Thursday, September 5, 2013

Tellagami is Super Cool!

My colleague Kris Gordon introduced me to an amazing app the other day, and I haven't stopped thinking about its classroom applications since. Tellagami is a super-simple animation app for the iOS that allows users to create 30 second videos in which an avatar they create stands in front of a background of their choice and speaks.

Each step of the creation process is very simple, yet there is a surprising range of versatility built into the process as well. Here is an example:

I created this animation in a series of steps:

First, I created my avatar. I had the choice between a male or female avatar, and I had several options in terms of skin color, eye color, hair color and style, and clothing. I also discovered that I could move my avatar on the screen, resize the avatar with pinch and stretch motions, and turn the avatar by swiping.

Next, I added emotion. This was useful as I chose the "happy" option, since my avatar was going to be located in the "Happiest Place on Earth." I liked the silly and surprised options as well. I definitely recommend playing around with this, as the avatar's expressions change as it speaks.

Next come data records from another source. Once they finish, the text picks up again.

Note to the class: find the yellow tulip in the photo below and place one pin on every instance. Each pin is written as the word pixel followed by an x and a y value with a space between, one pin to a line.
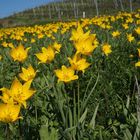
pixel 19 53
pixel 78 63
pixel 137 64
pixel 130 38
pixel 18 92
pixel 65 74
pixel 86 46
pixel 57 46
pixel 46 56
pixel 9 113
pixel 138 30
pixel 79 34
pixel 106 49
pixel 138 52
pixel 27 74
pixel 115 33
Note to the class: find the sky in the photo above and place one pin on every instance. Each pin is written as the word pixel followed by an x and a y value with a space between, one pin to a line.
pixel 8 7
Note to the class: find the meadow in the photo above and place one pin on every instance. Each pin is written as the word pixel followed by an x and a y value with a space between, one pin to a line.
pixel 75 80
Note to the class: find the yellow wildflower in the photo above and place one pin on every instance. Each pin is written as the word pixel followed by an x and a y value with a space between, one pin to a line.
pixel 18 92
pixel 9 113
pixel 46 56
pixel 78 63
pixel 0 57
pixel 125 26
pixel 86 46
pixel 138 30
pixel 116 33
pixel 57 46
pixel 138 52
pixel 137 64
pixel 65 74
pixel 106 49
pixel 130 38
pixel 19 53
pixel 27 74
pixel 79 34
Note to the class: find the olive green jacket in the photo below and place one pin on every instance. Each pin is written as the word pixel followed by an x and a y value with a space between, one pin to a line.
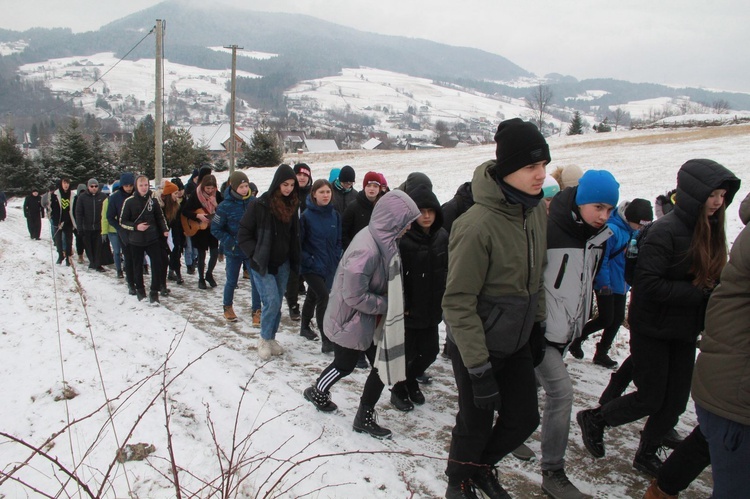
pixel 496 259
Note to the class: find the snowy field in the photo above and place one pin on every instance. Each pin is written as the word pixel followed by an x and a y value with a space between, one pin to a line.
pixel 68 329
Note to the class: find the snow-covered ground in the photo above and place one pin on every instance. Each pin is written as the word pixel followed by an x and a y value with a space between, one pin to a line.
pixel 68 327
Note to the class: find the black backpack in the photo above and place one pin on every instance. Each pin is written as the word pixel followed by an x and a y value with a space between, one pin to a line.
pixel 631 253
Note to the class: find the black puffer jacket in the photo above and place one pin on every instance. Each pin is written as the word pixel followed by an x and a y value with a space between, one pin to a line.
pixel 138 209
pixel 664 302
pixel 355 218
pixel 424 256
pixel 462 201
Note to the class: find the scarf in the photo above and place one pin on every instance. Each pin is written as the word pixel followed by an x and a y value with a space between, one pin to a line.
pixel 390 358
pixel 208 202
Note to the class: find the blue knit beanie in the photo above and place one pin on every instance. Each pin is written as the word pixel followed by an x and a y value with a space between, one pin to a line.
pixel 598 186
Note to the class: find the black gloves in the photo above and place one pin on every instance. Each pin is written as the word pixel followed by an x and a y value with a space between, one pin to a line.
pixel 484 386
pixel 537 342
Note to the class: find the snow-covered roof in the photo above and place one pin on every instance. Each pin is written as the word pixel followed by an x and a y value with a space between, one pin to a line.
pixel 319 145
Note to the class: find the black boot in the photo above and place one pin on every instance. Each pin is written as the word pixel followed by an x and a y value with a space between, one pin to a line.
pixel 305 331
pixel 592 430
pixel 366 422
pixel 486 480
pixel 646 459
pixel 400 397
pixel 321 400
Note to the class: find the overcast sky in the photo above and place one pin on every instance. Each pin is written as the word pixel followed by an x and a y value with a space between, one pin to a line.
pixel 684 43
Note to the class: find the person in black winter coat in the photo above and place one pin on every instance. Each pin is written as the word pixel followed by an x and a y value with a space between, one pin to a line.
pixel 679 263
pixel 424 256
pixel 34 212
pixel 357 215
pixel 88 212
pixel 144 222
pixel 269 236
pixel 63 220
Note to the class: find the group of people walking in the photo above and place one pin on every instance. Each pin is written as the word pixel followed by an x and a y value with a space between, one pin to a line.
pixel 511 265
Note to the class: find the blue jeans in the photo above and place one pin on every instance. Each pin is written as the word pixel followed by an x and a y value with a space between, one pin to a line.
pixel 271 288
pixel 558 405
pixel 114 240
pixel 233 267
pixel 729 445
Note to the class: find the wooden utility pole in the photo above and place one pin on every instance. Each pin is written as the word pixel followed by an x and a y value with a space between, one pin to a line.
pixel 159 118
pixel 232 120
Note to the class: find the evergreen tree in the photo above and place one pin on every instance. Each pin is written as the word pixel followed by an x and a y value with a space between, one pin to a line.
pixel 576 124
pixel 18 174
pixel 264 149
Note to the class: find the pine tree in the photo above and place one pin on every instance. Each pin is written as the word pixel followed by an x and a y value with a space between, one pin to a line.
pixel 264 149
pixel 576 125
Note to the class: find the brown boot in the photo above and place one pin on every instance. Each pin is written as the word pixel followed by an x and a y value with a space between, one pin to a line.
pixel 654 492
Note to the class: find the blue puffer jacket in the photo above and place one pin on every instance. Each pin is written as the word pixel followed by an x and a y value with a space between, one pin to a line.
pixel 320 234
pixel 612 272
pixel 226 222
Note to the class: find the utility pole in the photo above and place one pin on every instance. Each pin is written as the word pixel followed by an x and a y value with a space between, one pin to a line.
pixel 159 118
pixel 232 120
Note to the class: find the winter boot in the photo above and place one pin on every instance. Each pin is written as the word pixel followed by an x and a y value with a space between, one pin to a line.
pixel 486 480
pixel 415 394
pixel 305 331
pixel 592 426
pixel 646 459
pixel 321 400
pixel 672 439
pixel 556 485
pixel 400 397
pixel 366 422
pixel 575 348
pixel 294 312
pixel 229 314
pixel 461 490
pixel 654 492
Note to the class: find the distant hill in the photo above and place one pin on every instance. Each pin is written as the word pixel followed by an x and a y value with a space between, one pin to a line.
pixel 309 48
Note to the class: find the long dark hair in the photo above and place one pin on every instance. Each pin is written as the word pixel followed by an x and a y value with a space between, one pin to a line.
pixel 708 248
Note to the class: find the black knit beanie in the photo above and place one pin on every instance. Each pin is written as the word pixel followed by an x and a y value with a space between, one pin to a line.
pixel 519 143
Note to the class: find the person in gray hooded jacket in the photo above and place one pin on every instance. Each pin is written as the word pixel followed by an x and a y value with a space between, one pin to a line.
pixel 358 304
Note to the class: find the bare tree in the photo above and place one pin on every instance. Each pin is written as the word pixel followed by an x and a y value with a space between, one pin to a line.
pixel 539 101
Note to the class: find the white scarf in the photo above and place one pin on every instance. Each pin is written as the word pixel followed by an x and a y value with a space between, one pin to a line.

Third, I selected my background. I really like this feature. I had the option of selecting from my camera roll, taking a photo, or using one of the in-app options. I liked how the in-app options looked more cartoon-y to match the avatar, but I wanted a Disney location. To solve this, I brought one of my Disney photos into another favorite app (BeFunky) and added some filters. Then I added the cartoon-y photo to my camera roll. I also discovered that I could re-size and move the background using similar gestures as the ones I used to design my avatar.

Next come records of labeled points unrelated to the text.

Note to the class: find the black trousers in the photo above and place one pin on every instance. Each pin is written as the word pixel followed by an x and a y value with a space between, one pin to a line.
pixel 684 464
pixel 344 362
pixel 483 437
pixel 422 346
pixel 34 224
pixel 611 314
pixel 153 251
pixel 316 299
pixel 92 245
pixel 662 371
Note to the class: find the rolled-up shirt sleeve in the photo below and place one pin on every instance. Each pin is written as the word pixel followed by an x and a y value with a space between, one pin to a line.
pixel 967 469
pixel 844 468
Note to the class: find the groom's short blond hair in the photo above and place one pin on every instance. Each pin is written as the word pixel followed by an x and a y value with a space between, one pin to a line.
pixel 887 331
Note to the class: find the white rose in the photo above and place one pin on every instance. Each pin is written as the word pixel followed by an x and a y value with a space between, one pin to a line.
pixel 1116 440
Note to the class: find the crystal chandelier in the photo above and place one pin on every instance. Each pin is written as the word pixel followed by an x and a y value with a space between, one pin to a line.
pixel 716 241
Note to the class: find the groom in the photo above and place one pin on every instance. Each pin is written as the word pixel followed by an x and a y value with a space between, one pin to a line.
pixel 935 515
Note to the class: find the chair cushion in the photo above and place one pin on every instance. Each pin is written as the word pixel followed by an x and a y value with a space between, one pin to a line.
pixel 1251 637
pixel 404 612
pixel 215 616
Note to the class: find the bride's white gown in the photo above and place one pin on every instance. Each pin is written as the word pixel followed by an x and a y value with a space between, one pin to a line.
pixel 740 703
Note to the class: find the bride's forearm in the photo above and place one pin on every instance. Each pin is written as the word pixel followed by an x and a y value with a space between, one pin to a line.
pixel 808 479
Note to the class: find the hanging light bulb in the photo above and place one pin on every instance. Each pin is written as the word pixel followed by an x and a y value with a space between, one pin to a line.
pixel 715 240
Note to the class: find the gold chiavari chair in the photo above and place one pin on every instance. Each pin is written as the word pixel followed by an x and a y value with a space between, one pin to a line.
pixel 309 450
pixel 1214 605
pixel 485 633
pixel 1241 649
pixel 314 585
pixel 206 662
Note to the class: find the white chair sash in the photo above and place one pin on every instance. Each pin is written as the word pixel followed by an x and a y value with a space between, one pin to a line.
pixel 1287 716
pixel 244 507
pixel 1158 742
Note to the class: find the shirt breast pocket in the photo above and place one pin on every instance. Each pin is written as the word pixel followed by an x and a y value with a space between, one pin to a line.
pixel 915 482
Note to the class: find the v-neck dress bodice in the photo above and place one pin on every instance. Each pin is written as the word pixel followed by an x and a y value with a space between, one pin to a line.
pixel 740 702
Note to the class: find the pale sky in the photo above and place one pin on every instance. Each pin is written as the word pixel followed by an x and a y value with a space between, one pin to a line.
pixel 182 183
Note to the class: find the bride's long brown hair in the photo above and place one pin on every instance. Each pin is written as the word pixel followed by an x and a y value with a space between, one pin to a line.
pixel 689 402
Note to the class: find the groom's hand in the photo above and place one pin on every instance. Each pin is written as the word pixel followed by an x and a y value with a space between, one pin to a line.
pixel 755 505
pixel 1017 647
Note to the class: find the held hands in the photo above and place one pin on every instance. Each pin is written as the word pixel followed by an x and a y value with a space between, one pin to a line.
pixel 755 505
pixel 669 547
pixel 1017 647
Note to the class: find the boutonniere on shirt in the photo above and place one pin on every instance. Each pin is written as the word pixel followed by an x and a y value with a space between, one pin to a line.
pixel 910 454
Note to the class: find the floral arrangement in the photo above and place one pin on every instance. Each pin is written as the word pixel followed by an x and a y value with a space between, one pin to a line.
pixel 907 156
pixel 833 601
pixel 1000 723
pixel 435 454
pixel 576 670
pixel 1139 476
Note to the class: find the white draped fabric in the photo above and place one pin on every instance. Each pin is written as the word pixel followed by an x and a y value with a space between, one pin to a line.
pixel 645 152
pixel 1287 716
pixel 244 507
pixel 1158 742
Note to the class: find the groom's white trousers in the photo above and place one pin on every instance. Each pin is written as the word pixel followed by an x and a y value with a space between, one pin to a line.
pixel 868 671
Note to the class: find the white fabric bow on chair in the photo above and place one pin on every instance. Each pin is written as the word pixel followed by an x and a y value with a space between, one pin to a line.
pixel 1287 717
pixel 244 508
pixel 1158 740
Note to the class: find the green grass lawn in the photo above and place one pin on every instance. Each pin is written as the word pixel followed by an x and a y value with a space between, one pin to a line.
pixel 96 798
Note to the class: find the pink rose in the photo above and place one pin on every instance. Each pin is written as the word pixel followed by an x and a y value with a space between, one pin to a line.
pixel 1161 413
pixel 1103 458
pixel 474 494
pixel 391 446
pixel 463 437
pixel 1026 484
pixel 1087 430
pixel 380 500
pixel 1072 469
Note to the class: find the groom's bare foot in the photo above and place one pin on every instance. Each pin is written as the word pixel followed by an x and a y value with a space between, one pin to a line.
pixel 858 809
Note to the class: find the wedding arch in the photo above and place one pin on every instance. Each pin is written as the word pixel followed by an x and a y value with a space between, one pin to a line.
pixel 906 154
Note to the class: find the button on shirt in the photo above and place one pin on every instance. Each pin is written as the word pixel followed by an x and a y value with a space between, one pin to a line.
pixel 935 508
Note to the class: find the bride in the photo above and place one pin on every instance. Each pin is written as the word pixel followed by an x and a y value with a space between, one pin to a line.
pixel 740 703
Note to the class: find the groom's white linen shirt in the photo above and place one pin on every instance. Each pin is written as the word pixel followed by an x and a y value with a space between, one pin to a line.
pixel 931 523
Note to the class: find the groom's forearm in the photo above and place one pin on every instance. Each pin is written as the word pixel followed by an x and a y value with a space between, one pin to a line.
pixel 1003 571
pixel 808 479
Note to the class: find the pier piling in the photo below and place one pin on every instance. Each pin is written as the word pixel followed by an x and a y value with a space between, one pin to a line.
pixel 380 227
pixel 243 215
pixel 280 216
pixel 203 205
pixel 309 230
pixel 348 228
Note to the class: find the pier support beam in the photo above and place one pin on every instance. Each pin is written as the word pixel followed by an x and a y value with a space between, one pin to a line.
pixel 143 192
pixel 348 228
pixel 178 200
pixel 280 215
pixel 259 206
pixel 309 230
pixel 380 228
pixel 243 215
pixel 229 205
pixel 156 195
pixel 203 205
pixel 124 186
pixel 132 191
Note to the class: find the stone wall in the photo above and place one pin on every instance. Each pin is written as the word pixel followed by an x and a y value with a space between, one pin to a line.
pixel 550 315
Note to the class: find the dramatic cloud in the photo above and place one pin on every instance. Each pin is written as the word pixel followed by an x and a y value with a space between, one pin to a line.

Once I had my avatar all set up in front of the background, I recorded my voice. The app gives me the option of either recording my voice or typing in text. When I used the text feature, the results were what you would expect from an artificial voice, good but not great. Once I hit the record button, I had a 30 second recording window represented by a countdown. It took me a few tries to get the feel for recording, so I appreciated the ability to review and re-record.

Finally, I shared my Tellagami via the share screen. I had the option to text, email or share my Tellagami through Twitter or Facebook. When I shared it through email and text, I received a unique URL from which to view the animation. From there, I also had the option to copy the URL or get the embed code.

I like this app because it is so easy to use, and because I was able to create a quick animation with impressive results in a very short timeframe.

I could imagine teachers using this app to have students capture and show learning anywhere. For example, it would be easy for a student to take a picture of a lion on a field trip to the zoo, create an avatar of themselves explaining what they learned about lions, and share that avatar with the teacher. The teacher could then share those impressions on a class website.

Most importantly, this app is free and does not require a login. I encourage you to check it out, and let me know what great classroom applications you find for it.